T. Lesley Vines - VP, Corporate Controller and Treasurer: All right, well, again, thank you everybody for joining us today, and…

Operator: Pardon me, someone just queued for a question, would you like to take that question?

T. Lesley Vines - VP, Corporate Controller and Treasurer: Yeah, we'll take the question and then we'll wrap it up…

Operator: Philip Volpicelli, Deutsche Bank.

Sean Wondrack - Deutsche Bank: This is Sean Wondrack sitting in for Phil today. Just taking a look very quickly. Obviously, you guys have been turning your organization east on a couple of asset transfers and a couple of asset swaps. I guess, going forward, do you foresee yourselves doing this in the same magnitude as we have done in the past two years? I think in fiscal year '12, you had about $68 million and in fiscal year '13 you had roughly $64.5 million. Do you have a lot of assets or a lot of opportunities out there to do more of these asset swaps going forward or do you think they are going to kind of normalize over time?

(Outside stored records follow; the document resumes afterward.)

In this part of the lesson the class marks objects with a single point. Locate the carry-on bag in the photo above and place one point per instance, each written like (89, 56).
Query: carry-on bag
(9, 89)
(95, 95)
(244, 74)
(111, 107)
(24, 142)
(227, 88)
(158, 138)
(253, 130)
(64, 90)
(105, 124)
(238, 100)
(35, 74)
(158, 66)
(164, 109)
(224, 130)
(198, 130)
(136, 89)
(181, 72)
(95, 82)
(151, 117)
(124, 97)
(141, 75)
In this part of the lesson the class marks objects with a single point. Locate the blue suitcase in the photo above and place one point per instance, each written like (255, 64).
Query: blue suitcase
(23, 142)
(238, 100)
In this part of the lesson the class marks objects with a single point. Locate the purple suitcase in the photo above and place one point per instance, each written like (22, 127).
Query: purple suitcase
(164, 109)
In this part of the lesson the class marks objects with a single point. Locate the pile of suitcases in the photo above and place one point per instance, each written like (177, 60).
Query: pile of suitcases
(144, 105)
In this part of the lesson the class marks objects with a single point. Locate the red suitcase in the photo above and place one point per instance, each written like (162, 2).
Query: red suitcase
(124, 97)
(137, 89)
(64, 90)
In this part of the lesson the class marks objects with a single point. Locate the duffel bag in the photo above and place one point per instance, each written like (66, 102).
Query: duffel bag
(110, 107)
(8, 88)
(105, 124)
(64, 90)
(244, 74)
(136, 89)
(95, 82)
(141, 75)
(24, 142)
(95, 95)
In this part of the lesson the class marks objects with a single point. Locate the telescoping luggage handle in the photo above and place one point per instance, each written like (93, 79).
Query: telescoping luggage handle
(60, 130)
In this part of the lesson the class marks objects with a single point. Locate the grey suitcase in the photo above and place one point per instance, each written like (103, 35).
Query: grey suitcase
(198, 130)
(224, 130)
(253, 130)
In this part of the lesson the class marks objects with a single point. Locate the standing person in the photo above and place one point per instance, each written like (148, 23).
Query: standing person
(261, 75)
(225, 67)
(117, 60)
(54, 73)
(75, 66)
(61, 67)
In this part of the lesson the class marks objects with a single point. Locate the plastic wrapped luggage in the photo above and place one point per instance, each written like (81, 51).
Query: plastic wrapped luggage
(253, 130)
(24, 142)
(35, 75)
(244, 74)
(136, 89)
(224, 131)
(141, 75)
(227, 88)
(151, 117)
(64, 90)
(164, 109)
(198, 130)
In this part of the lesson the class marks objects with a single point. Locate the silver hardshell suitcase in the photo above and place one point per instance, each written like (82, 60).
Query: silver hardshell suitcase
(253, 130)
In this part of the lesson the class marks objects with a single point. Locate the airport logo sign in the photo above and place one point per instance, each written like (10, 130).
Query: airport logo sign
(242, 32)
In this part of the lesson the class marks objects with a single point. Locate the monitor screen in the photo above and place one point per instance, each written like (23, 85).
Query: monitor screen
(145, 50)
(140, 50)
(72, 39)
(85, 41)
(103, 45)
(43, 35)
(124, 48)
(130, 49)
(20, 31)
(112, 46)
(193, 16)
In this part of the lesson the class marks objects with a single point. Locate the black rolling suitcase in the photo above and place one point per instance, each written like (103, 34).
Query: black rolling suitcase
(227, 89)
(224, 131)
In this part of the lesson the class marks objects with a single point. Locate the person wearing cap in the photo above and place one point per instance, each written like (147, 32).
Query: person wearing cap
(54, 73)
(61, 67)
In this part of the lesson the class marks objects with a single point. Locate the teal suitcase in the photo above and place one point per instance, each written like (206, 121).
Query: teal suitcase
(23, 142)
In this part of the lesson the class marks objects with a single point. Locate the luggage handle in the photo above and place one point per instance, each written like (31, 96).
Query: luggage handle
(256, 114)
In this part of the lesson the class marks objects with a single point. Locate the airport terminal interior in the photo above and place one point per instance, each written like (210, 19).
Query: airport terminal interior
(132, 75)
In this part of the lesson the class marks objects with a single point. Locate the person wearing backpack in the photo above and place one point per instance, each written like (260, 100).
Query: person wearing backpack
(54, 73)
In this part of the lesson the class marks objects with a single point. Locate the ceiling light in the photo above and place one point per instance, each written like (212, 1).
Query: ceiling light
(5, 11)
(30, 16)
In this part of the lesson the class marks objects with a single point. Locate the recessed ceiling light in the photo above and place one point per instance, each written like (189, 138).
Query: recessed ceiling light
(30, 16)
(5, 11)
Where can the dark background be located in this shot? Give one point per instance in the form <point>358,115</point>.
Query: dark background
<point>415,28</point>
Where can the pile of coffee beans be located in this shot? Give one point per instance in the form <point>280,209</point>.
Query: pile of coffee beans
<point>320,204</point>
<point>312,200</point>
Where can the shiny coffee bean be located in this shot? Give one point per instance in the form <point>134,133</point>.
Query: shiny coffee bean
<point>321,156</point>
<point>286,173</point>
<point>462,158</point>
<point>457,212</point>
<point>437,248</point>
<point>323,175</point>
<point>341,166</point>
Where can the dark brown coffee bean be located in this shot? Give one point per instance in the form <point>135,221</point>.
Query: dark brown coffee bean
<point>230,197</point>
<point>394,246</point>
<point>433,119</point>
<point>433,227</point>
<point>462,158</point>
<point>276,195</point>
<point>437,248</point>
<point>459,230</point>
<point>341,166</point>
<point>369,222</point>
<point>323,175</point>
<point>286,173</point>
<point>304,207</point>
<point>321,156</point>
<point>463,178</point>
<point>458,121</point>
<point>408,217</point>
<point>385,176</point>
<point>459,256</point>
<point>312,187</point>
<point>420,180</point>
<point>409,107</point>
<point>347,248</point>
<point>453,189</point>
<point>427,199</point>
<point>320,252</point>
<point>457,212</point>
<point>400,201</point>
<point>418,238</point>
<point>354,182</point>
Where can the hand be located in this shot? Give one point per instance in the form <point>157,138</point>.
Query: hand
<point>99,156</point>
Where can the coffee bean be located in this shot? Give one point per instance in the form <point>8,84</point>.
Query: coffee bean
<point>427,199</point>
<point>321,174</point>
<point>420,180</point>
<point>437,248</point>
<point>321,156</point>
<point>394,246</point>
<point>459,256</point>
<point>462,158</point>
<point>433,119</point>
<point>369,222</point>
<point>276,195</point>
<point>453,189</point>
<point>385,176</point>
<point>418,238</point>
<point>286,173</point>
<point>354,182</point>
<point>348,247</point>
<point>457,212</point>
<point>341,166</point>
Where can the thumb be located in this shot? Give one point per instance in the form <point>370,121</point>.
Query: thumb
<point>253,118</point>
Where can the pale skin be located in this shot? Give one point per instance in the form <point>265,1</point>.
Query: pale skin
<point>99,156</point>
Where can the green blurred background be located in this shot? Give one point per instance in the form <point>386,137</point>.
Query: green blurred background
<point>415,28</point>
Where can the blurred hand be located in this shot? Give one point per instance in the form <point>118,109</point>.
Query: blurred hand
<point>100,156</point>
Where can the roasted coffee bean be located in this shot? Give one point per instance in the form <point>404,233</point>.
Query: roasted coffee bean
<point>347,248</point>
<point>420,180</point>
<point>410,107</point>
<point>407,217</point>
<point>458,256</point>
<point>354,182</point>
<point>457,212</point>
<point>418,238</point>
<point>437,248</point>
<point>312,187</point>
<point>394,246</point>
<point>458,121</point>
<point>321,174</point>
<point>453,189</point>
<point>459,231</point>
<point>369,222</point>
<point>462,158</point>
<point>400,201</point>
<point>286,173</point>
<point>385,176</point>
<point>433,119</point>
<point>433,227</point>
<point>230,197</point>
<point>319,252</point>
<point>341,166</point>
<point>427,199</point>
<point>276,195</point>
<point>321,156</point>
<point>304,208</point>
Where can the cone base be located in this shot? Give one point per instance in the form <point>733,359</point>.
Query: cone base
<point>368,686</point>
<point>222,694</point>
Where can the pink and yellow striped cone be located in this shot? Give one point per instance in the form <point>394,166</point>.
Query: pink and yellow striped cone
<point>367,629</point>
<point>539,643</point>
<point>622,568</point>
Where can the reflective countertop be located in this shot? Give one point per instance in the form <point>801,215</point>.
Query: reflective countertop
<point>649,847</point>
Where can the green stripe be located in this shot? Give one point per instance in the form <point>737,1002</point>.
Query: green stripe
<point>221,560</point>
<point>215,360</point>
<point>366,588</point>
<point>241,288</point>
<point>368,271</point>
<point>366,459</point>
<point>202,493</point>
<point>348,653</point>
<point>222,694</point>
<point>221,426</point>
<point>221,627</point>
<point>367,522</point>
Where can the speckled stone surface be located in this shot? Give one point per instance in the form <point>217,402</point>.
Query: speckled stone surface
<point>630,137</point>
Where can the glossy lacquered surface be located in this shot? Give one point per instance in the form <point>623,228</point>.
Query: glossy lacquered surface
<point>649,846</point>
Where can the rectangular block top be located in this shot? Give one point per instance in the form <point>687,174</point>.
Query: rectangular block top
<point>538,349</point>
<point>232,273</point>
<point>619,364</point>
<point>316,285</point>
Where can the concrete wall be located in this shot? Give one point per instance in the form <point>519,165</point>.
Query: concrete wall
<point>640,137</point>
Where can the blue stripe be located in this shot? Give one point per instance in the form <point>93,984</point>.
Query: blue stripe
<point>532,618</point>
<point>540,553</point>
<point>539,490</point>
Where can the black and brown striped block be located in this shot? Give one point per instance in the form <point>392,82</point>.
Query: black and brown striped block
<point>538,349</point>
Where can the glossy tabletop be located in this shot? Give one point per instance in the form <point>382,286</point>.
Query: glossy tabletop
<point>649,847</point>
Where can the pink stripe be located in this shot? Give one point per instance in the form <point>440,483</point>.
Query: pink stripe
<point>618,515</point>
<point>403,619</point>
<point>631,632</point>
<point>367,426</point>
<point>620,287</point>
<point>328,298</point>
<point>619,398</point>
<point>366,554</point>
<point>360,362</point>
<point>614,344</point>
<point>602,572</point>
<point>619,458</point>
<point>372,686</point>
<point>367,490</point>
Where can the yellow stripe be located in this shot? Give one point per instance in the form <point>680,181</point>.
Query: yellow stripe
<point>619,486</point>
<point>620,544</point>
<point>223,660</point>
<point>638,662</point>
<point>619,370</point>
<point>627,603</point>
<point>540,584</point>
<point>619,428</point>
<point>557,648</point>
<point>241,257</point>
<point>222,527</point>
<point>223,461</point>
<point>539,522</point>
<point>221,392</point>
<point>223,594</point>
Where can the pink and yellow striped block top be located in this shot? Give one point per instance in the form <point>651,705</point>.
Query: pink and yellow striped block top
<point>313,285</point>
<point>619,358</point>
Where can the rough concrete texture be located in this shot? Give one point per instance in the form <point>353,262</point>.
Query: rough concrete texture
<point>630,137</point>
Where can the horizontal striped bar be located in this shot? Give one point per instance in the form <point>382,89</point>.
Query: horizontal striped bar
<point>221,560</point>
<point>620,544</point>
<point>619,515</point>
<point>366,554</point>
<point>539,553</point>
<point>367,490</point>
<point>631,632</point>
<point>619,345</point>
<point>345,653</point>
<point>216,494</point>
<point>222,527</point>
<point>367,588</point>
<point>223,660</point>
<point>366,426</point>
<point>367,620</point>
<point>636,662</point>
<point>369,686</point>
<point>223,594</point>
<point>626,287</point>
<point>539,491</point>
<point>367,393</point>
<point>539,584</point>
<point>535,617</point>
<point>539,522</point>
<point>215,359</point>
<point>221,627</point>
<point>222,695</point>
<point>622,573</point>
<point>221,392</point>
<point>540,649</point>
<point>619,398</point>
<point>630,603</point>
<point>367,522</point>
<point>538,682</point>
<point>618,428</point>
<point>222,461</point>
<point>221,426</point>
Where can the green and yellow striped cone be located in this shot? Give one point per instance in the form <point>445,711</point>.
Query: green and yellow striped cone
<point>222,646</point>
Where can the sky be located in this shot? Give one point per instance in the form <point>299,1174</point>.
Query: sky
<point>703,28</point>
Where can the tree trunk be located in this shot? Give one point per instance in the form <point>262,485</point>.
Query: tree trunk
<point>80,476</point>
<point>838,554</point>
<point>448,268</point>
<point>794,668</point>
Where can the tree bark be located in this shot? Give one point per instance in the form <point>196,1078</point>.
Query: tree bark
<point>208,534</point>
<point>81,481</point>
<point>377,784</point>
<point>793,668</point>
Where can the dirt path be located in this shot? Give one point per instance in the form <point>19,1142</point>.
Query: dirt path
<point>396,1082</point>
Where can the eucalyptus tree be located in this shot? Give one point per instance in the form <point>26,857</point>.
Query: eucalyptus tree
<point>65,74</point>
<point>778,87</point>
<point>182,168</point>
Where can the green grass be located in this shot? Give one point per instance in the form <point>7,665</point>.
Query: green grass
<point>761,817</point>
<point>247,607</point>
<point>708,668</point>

James (Jamie) B. Rogers - VP and COO: I would say that we will certainly continue to look for opportunities to improve our position in the markets that we are operating in. As you look at our operations and we subscribed in our financial statements, you can see that there are not a lot of operations that are outside of our core cement, aggregates and ready-mix.

Mel G. Brekhus - President and CEO: Sean, the key – this is Mel, the key is the last thing that Les said. What we are doing and have been doing is we have transitioned over the past few years during this very difficult time, we've been focusing on strengthening our core position which is in cement, aggregates and concrete, and when and if we can do things to enhance our position, that's what we will do, but as you can tell from our assets, we have fewer of those opportunities going forward.

Operator: There are no further questions at this time. Please proceed.

T. Lesley Vines - VP, Corporate Controller and Treasurer: Thank you, Theresa. And like I said, everybody, we appreciate your time and attention this morning and we look forward to discussing our first quarter results next September. Everybody have a great day.

Operator: Ladies and gentlemen, this concludes the TXI fourth quarter and year end results conference call. This conference will be available for replay after 12.00 pm Central Standard Time today through July 25 at midnight Central Standard Time. You may access the replay system at any time by dialing 1-800-406-7325 and entering the access code of 4626096. Thank you for your participation. You may now disconnect.